“Scented Consumer Products Shown to Emit Many Unlisted Chemicals” the headline reads. This report comes as no surprise to me. But there are many consumers who believe, (albeit delusionally) that corporations who sell them great smelling products have the consumer’s health and wellness in mind. Corporations are out to make a buck. If you think a product is more likely to work because is smells a certain way, and they are not required by law to disclose the toxic ingredients necessary to acheive that sellable smell, you can bet they aren’t going to discose those toxins. From Science Daily:
The sweet smell of fresh laundry may contain a sour note. Widely used fragranced products — including those that claim to be “green” — give off many chemicals that are not listed on the label, including some that are classified as toxic.
A study led by the University of Washington discovered that 25 commonly used scented products emit an average of 17 chemicals each. Of the 133 different chemicals detected, nearly a quarter are classified as toxic or hazardous under at least one federal law. Only one emitted compound was listed on a product label, and only two were publicly disclosed anywhere. The article is published online in the journal Environmental Impact Assessment Review.
“We analyzed best-selling products, and about half of them made some claim about being green, organic or natural,” said lead author Anne Steinemann, a UW professor of civil and environmental engineering and of public affairs. “Surprisingly, the green products’ emissions of hazardous chemicals were not significantly different from the other products.”
More than a third of the products emitted at least one chemical classified as a probable carcinogen by the U.S. Environmental Protection Agency, and for which the EPA sets no safe exposure level.
Manufacturers are not required to disclose any ingredients in cleaning supplies, air fresheners or laundry products, all of which are regulated by the Consumer Product Safety Commission. Neither these nor personal care products, which are regulated by the Food and Drug Administration, are required to list ingredients used in fragrances, even though a single “fragrance” in a product can be a mixture of up to several hundred ingredients, Steinemann said. …

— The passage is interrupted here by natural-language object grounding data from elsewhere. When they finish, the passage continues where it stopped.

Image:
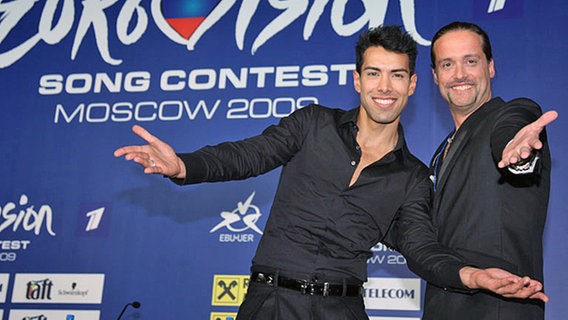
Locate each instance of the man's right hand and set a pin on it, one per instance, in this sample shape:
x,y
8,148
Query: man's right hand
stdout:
x,y
503,283
156,157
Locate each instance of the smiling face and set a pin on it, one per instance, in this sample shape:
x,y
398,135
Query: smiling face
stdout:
x,y
384,85
462,72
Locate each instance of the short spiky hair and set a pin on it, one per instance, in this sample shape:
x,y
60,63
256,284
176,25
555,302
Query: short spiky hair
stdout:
x,y
392,38
459,25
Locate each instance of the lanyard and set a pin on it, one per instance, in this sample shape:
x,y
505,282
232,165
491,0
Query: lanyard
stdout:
x,y
434,176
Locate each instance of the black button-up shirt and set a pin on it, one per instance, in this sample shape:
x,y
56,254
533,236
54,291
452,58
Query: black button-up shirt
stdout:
x,y
318,224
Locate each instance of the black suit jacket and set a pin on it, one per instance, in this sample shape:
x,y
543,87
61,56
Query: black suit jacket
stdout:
x,y
490,216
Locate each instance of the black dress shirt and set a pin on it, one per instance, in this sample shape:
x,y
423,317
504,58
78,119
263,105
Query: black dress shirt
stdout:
x,y
320,226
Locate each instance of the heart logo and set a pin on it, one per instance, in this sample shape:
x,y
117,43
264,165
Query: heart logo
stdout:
x,y
184,16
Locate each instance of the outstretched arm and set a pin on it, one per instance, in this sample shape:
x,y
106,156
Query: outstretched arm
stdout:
x,y
155,157
526,140
503,283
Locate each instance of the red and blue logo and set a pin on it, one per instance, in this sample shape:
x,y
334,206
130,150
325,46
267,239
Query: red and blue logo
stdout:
x,y
184,16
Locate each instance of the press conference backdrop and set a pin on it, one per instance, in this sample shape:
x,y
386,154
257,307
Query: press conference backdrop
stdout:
x,y
83,233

The most common emissions included limonene, a compound with a citrus scent; alpha-pinene and beta-pinene, compounds with a pine scent; ethanol; and acetone, a solvent found in nail polish remover.

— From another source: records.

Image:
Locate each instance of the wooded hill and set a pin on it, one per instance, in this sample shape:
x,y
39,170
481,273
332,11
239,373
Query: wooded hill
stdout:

All products emitted at least one chemical classified as toxic or hazardous. Eleven products emitted at least one probable carcinogen according to the EPA. These included acetaldehyde, 1,4-dioxane, formaldehyde and methylene chloride. … continue reading
So how do you avoid the toxins? Clean simpler (and cheaper). Use vinegar or non toxic products like JR Watkins, open the windows to ventilate, air dry your laundry and definitely don’t use dryer sheets. Use Chalk as an eco stain remover and switch to a non toxic detergent like Seventh Generation. The key with every product you use is to avoid anything that has “fragrance” listed as an ingredient. This is the industry’s way of including a cocktail of toxins under the pretense of “trade secret”.